Handling the Inevitable Resistance
Not every attempt to build healthy habits with your kids will be met with enthusiasm. Sometimes it’ll be met with eye-rolls, complaints about being bored, and requests to just stay home and watch telly. This is normal and doesn’t mean you’re failing.
Consistency Over Enthusiasm
The goal isn’t for kids to love every walk, enjoy every healthy meal, or beg to come to the park. The goal is consistency — doing these things often enough that they become part of the texture of life, whether or not everyone’s thrilled about it on any given day. I’ve had some of the best conversations with my kids on walks where they started out complaining they didn’t want to go. The walk happened anyway, and it was fine.

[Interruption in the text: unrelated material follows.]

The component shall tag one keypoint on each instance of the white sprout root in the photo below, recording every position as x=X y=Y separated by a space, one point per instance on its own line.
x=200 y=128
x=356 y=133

What doesn’t work is tying healthy habits to emotions or treating them as punishments or rewards. Exercise is not something you do to earn dessert or work off a bad eating day. Food is not a moral category. Once those framings get established, they’re hard to shift.
Leading Without Pressure
The paradox of this whole thing is that the less you push, the more it tends to land. When I go for a run, I don’t ask my son if he wants to come. But I’ve mentioned, casually, that it feels good to get outside in the morning, that I sleep better on days when I move, that I generally feel more like myself when I’m keeping active. Those seeds take time to grow, but they do grow. One of my kids, unprompted, told me recently that he wants to start running when he’s a bit older. I didn’t celebrate visibly — I just said that sounded great. But internally I was absolutely delighted.
The Long Game
There’s something important about remembering that you are not trying to get results this week. You’re shaping someone’s relationship with their body and their health across decades. The habits that feel effortless to an adult — getting outside most days, choosing food that mostly makes you feel good, thinking of physical activity as a normal part of life rather than a chore — those don’t appear from nowhere. They’re built in childhood, reinforced in adolescence, and become the default settings adults carry around for life.
What You’re Actually Building
When you train in the living room and your kid does press-ups next to you, you’re not building their fitness that morning. You’re building the idea that this is what people do, that movement is normal, that their body is something to be used and cared for rather than just carried around. When you take the family for a walk on a grey Tuesday evening because that’s just what you do, you’re building the same thing. It compounds quietly over years.
You won’t get it right every day. Some weeks you’ll be exhausted and the walks won’t happen and you’ll have three takeaways and everyone will sit in front of screens for most of the weekend. That’s fine. You’re not building a perfect record — you’re establishing a direction of travel. The overall pattern is what matters, and kids are remarkably good at picking up on patterns.
What you’re doing, in the end, is giving them a version of health that feels lived-in and real — not a set of rules handed down from above, but a way of being that they absorbed from watching someone they trust. That’s the most durable kind of healthy habit there is. And honestly, it’s one of the most quietly meaningful things you can do as a dad.